Ogambi suggested the setup of a single fund where agencies offering additional safety and control measures can draw funds for their operations instead of the fragmented levies.
“We urge the government to engage the private sector to explore appropriate funding mechanisms for government agencies facilitating trade. Establishing a pool government service fee of say Sh3000 per container to support the National Environment Management Authority (NEMA), KEPHIS, Agriculture and Food Authority (AFA), Kenya Bureau of Standards (KEBS), KNRA, and all other agencies, for example, could be considered,” he noted.
Ogambi noted that the agencies could draw their money for services provided from the fund instead of introducing individual levies at the port.
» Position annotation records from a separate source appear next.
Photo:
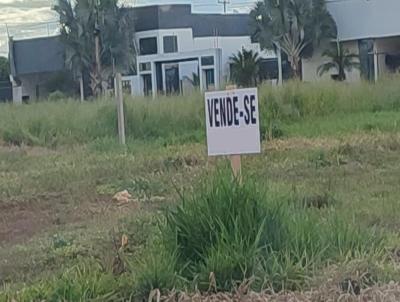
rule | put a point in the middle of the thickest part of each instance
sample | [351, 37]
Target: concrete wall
[28, 87]
[310, 66]
[383, 47]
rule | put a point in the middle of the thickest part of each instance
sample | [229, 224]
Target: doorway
[172, 79]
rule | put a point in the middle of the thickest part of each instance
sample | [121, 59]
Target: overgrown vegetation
[284, 111]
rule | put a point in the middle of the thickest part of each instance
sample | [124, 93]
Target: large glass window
[207, 61]
[148, 46]
[170, 44]
[366, 48]
[210, 79]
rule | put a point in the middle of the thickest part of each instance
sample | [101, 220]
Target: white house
[177, 48]
[370, 29]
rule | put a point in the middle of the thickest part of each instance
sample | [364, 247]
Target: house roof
[37, 55]
[180, 16]
[364, 19]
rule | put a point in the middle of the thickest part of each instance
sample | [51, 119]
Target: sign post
[233, 126]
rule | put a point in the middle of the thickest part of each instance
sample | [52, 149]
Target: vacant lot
[331, 157]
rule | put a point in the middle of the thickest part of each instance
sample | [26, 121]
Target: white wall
[186, 43]
[310, 66]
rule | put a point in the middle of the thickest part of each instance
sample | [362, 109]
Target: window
[207, 61]
[145, 66]
[366, 50]
[148, 46]
[210, 81]
[170, 44]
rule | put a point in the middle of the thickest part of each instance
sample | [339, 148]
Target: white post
[81, 89]
[120, 108]
[280, 73]
[376, 67]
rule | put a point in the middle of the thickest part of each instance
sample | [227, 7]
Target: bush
[234, 232]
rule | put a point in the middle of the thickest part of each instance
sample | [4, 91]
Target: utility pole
[225, 3]
[97, 47]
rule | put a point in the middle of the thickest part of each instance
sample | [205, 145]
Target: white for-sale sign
[233, 125]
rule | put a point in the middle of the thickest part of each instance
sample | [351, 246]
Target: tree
[340, 59]
[99, 41]
[293, 26]
[245, 67]
[4, 69]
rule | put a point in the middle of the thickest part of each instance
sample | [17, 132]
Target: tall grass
[180, 119]
[228, 232]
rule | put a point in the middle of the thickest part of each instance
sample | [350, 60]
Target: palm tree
[293, 26]
[79, 25]
[245, 67]
[341, 60]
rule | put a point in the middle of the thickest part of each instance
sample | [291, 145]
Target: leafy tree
[293, 26]
[4, 69]
[341, 60]
[245, 66]
[81, 24]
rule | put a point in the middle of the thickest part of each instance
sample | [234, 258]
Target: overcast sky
[28, 18]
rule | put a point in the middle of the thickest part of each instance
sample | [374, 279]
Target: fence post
[120, 108]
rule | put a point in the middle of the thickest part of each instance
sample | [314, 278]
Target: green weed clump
[227, 232]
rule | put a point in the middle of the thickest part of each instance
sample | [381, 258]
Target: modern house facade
[178, 49]
[369, 29]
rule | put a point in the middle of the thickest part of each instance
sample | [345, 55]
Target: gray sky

He noted that with the Kenya Ports Authority (KPA) free period limited to five days, any delays are catastrophic and costly.
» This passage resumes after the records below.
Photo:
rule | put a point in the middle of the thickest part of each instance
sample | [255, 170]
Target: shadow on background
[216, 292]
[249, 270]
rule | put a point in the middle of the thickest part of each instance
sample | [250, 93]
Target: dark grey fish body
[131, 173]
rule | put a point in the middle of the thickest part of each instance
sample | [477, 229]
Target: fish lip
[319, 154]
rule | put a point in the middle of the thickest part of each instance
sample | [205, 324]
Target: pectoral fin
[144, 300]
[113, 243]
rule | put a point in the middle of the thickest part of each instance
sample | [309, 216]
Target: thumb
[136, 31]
“We hope to engage the nuclear authority to appreciate the standard operating procedures to be deployed, capacity, and if there are any exemptions, how payments shall be made,” he stated.
He noted that ff the KNRA order affects cargo from transit countries, then further engagements with the landlocked countries should take place.
“Unfortunately, if the other regional ports become more competitive than us, then we may lose the regional market currently at 30 percent of the total port throughput,” he said.
SCEA wants exports to be exempted from the screening requirement unless the importing countries make it mandatory.
Ogambi noted that agencies could draw their money for services provided from the fund. “It is not lost that businesses pay Import Declaration Fee (IDF) and corporate tax, which could meet the costs.
“Since we appreciate that there may not be adequate funding, having each agency levy is costly and hurts businesses,” he noted.
He argued that protecting the country from the port of loading would be more effective, and the nuclear authority could also consider a risk-based inspection.